Endpoints¶
The Edge Analytics API is a versioned JSON API which endpoints are organized into two main groups:
v1/
: grouping all the new metrics endpoints along with the query endpoint.legacy/
: containing all endpoints ported from the Legacy Stats API to ease the migration to the Edge Analytics API. More info about the migration process here.
This section of the documentation will focus on the new set of endpoints (under v1/
) because the
legacy set of endpoints inherit the interface from the Legacy Stats API.
API base URL: https://api.system73.com/analytics/
Remember
The API swagger/OpenAPI reference is available on https://api.system73.com/analytics/docs/.
Metrics endpoints (v1/metrics/
)¶
This set of endpoints share the same interface and capabilities as all of them provide a metric and allow you to filter the results with predefined set of filters.
Data filters¶
You can filter metrics results by the following properties:
These filters are optional and any filter combination can be applied.
Time interval¶
You must specify the timeframe of the metric to be calculated with the parameters from_date
and
to_date
. The time boundaries are strings containing a date and time in the ISO-8601
format with a precision of up to seconds. Microseconds are truncated from the input.
Valid inputs
"2012-01-01T10:12:30.000Z"
"2012-01-01T10:12:30"
Granularity¶
You can choose any query granularity from the list of supported granularities:
second
minute
fifteen_minute
thirty_minute
hour
day
week
month
quarter
year
all
(buckets everything into a single time bucket)
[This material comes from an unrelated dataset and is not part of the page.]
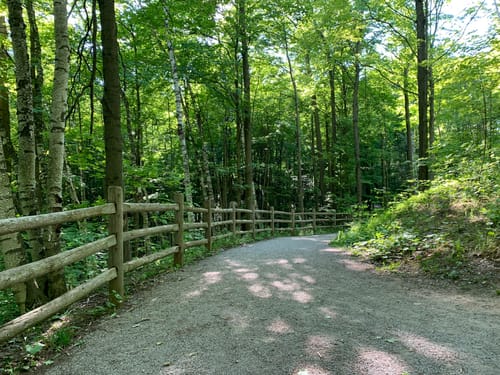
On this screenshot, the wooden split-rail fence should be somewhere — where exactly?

However, depending on the data layer you have the following restrictions:
- Realtime: you can use from
second
tothirty_minute
for time intervals of up to 48h. - Historical: the finest supported granularity is
minute
because of the historical datasources characteristics.
Data layer¶
You must choose the data layer (realtime
or historical
) depending on the granularity and the
query time interval restrictions.
Take into account the data layer supported query granularity and data retention as described in the Architecture section.
Tip
The performance of a query is always affected by the combination of data layer, time interval and granularity. As a general rule of thumb fine query granularities must be used on short time intervals and longer time intervals benefit from coarser granularities.
Query endpoint (v1/query/sql
)¶
This endpoint allows you to get metrics from custom SQL queries with the constructs supported by the Druid SQL dialect. In general, this dialect offers much of the same functionality you can get from traditional relational databases but it is highly recommended to read the linked documentation so you get more familiar with Druid specifics.
Requirements¶
Additionally, there is a series of restrictions that need to be followed in order to produce valid queries:
-
Schema fields
You can only reference datasource fields belonging to your Analytics tier. Check the Schema section of the Data Model for more information.
Example
A customer in the Lite tier cannot issue the following query because the field
ConnectionType
belongs to the Advanced tier.SELECT TIME_FLOOR(__time, 'PT1M') AS "timestamp", AVG(BufferHealth) as "avg_buffer_health" FROM "sdk-emea-realtime" WHERE CustomerId = '1234' AND ConnectionType = 'ETHERNET' AND __time >= '2022-12-30' AND __time < '2022-12-31' GROUP BY 1
-
CustomerId
and regionQueries must always filter by your assigned
CustomerId
.Also, you need to select the datasource that corresponds to your data deployment region.
Example
SELECT TIME_FLOOR(__time, 'P1D') AS "timestamp", AVG(BufferHealth) as "avg_buffer_health" FROM "sdk-americas-historical-hour" WHERE CustomerId = '1234' AND __time >= '2022-01-01T00:00:00' AND __time < '2022-04-01T00:00:00' GROUP BY 1
Important
Please send an email to support@system73.com to request your assigned
CustomerId
and corresponding region.
Best practices¶
As in other big data solutions, the following recommendations will help making the most out of the queries while ensuring acceptable performance levels and resource usage:
- Avoid
SELECT *
or including many fields. - Always include a filter for
__time
to limit the amount of data than needs to be scanned. - Avoid queries spanning large intervals of time (e.g.,
>48h
) on realtime datasources. - Avoid fine granularities on large time interval queries.
- Try to avoid subqueries underneath joins: they affect both performance and scalability.